Eye and Nasal Discharge: Samples are collected by gently removing the palpebra, while keeping it separate from the conjunctiva with the help of swap.Then, the swabs are placed in the transport medium.Nasal discharges (saliva, tears) should preferably be removed with Dacron swabs, cotton swabs and gauze bandages.Wetting or moistening the swab with a transport medium can help.The swab should be in contact with the secretions for about one minute.Then, it should be placed in the transport medium and sent to the laboratory at + 40C without any delay.

Abscess: Abscess samples should be collected together with scrapings from the abscess wall.The pus in the central part of the abscess is generally sterile.

Abort (Waste): Samples should be taken from foetal stomach contents, lungs, liver and lesions in and on the foetus.Serum samples should be obtained for serological testing.

Urine: Urine samples can be sent for urine analysis, bacterial microscopy, culture or to determine if there is a clinical bacteriuria.Normally, there should be no bacteria in the urine.The point to be considered in collecting urine is to take it as much as possible from the urethra and without contamination of the environment. The preferred collection methods in terms of bacteriological procedures are cystocentesis, catheter or midstream urine samples. The sample should be taken from the middle of the bladder until 1/3 of the sterile urine containers are filled.It is best to take fresh morning urine for the study of urinary tract infections.Samples should be cultured no later than 4 hours.

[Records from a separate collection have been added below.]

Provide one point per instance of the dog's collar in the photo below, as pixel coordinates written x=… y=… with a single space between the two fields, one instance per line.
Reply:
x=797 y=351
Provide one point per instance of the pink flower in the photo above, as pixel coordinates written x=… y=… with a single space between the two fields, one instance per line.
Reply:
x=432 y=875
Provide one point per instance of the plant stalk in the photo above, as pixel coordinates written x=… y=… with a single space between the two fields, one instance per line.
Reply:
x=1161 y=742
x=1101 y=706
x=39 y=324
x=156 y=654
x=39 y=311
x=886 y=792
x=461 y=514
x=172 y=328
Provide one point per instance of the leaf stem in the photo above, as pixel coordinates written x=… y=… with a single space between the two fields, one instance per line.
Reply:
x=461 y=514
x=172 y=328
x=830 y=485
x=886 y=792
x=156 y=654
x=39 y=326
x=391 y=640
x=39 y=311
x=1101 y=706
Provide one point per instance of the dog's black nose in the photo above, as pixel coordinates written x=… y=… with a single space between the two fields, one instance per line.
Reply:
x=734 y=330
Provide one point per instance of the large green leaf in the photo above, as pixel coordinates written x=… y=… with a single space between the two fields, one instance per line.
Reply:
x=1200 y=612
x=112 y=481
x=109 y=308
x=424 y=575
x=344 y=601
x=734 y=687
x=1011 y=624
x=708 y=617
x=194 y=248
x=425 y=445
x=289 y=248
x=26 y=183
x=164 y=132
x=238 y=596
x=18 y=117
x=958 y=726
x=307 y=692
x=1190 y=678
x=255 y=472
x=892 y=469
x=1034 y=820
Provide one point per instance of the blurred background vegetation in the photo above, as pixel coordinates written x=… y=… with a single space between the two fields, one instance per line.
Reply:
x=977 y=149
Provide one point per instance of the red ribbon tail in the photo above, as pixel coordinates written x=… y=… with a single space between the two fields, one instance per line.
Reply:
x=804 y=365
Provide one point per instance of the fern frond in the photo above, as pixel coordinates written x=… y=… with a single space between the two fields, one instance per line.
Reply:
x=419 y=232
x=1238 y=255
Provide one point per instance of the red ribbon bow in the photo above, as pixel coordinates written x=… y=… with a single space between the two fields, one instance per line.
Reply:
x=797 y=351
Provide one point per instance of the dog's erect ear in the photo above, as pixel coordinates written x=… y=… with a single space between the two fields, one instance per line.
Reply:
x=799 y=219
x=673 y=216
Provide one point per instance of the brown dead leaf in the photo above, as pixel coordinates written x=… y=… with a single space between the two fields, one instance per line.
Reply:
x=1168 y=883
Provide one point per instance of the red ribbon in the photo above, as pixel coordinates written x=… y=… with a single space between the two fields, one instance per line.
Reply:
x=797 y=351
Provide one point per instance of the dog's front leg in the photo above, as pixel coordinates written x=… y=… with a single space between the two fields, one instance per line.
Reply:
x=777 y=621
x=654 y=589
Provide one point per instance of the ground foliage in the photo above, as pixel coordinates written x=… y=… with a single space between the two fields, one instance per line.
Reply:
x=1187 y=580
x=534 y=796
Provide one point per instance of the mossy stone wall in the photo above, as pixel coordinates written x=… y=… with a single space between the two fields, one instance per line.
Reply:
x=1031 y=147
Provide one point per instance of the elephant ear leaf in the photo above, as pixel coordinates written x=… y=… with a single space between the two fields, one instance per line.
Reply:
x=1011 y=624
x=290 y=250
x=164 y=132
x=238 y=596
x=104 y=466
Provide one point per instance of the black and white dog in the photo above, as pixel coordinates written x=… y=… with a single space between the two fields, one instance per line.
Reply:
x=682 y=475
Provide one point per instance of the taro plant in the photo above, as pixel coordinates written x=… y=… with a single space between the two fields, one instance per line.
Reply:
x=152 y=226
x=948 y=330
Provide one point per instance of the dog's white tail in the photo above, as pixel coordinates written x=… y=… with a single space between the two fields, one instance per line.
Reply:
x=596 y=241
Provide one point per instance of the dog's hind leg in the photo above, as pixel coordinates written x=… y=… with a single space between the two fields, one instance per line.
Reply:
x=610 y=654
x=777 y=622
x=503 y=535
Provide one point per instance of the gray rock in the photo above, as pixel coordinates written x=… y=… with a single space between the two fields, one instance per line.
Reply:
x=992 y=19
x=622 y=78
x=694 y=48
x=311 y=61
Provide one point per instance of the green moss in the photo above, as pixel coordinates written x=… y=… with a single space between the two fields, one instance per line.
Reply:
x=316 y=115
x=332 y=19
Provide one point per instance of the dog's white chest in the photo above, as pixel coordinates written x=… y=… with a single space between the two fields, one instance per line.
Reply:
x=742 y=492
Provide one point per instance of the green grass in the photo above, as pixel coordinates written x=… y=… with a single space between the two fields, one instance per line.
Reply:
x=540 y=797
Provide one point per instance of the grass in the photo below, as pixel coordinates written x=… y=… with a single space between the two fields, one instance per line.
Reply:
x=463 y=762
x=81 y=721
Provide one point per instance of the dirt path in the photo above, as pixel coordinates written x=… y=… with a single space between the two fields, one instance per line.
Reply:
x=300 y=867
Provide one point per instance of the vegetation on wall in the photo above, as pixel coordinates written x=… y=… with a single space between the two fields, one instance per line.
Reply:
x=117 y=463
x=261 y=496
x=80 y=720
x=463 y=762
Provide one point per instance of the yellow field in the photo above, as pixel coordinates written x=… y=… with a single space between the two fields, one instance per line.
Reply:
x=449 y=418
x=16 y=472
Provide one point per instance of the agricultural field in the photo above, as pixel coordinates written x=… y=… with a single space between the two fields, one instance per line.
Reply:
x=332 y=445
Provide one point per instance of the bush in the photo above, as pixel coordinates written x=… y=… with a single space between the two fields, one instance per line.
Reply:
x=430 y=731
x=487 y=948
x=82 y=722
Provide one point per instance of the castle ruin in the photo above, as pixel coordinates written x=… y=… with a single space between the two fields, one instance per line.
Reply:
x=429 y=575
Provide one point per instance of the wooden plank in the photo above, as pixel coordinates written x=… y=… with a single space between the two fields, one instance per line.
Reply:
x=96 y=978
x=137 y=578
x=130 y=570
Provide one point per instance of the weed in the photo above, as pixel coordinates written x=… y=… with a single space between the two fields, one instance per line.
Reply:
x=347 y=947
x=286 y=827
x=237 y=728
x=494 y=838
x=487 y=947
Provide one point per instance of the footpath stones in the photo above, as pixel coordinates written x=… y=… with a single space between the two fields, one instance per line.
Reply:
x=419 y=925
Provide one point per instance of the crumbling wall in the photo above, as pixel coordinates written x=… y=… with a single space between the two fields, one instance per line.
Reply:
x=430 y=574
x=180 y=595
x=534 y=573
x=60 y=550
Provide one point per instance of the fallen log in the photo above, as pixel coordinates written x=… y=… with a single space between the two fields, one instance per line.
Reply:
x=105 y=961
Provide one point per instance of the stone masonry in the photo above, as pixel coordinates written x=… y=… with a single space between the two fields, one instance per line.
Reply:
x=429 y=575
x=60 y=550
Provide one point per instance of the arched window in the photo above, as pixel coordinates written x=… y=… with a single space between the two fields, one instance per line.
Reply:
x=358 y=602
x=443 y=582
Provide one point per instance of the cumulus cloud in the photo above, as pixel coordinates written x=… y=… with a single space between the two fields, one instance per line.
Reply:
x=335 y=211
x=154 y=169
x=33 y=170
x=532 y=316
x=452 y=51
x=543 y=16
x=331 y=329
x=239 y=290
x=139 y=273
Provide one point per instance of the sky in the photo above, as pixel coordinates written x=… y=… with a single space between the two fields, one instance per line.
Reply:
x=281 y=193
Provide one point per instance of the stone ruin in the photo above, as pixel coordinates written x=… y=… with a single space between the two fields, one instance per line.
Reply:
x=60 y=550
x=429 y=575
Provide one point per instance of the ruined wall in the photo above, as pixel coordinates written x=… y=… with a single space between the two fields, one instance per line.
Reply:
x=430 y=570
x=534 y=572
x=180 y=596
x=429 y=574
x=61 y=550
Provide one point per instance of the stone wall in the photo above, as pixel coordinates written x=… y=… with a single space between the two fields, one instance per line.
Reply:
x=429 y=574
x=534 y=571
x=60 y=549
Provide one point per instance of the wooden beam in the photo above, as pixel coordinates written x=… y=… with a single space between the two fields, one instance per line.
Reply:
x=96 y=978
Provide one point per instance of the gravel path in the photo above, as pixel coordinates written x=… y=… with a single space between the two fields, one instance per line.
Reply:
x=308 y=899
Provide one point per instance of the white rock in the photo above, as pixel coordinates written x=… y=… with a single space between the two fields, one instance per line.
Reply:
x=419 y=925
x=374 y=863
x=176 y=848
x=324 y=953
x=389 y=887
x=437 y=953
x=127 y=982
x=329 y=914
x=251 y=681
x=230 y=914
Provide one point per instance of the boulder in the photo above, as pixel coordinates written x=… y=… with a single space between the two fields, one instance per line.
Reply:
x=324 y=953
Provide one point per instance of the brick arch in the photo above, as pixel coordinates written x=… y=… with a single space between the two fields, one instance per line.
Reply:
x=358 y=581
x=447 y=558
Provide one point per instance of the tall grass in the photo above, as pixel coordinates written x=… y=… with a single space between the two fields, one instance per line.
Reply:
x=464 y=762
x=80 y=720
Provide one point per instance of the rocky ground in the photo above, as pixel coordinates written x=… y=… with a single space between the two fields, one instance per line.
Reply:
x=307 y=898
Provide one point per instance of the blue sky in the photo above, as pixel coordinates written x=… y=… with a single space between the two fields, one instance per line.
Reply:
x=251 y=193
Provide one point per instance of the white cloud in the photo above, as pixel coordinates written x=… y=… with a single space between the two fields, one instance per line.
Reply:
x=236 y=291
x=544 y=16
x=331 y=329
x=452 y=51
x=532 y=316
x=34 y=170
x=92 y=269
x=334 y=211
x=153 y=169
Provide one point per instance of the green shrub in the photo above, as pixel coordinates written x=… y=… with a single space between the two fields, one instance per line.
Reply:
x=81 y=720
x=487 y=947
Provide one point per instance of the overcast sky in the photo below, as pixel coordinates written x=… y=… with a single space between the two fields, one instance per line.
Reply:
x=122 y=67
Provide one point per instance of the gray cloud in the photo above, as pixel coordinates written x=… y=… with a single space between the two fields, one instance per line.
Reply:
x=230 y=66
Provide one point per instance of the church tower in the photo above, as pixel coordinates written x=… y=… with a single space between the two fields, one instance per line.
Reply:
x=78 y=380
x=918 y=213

Vaginal Discharge and Semen: Samples can be taken by vaginal or preputial washing or using appropriate swabs.Semen samples can best be taken using an artificial vagina.Specific transport media (e.g., Amies, Stuart Medium, etc.) conditions are required.

Skin: Biopsy or scraping samples from infected skin lesions for microbiological examination are delivered to the laboratory as soon as possible in sterile containers.Skin scrapings and nails are also used for fungal infections. In order to remove impurities, contaminated fungal spores and other agents from the lesions found in the samples taken for the detection of fungal infections, the lesions are thoroughly wiped with cotton wool soaked in 70% alcohol.After the alcohol dries, skin scraping is taken from the active areas on the edges of the lesions with forceps, curettes, scalpels etc. and collected in sterile dry petri dishes or bottles in sufficient quantity and the mouth is tightly closed.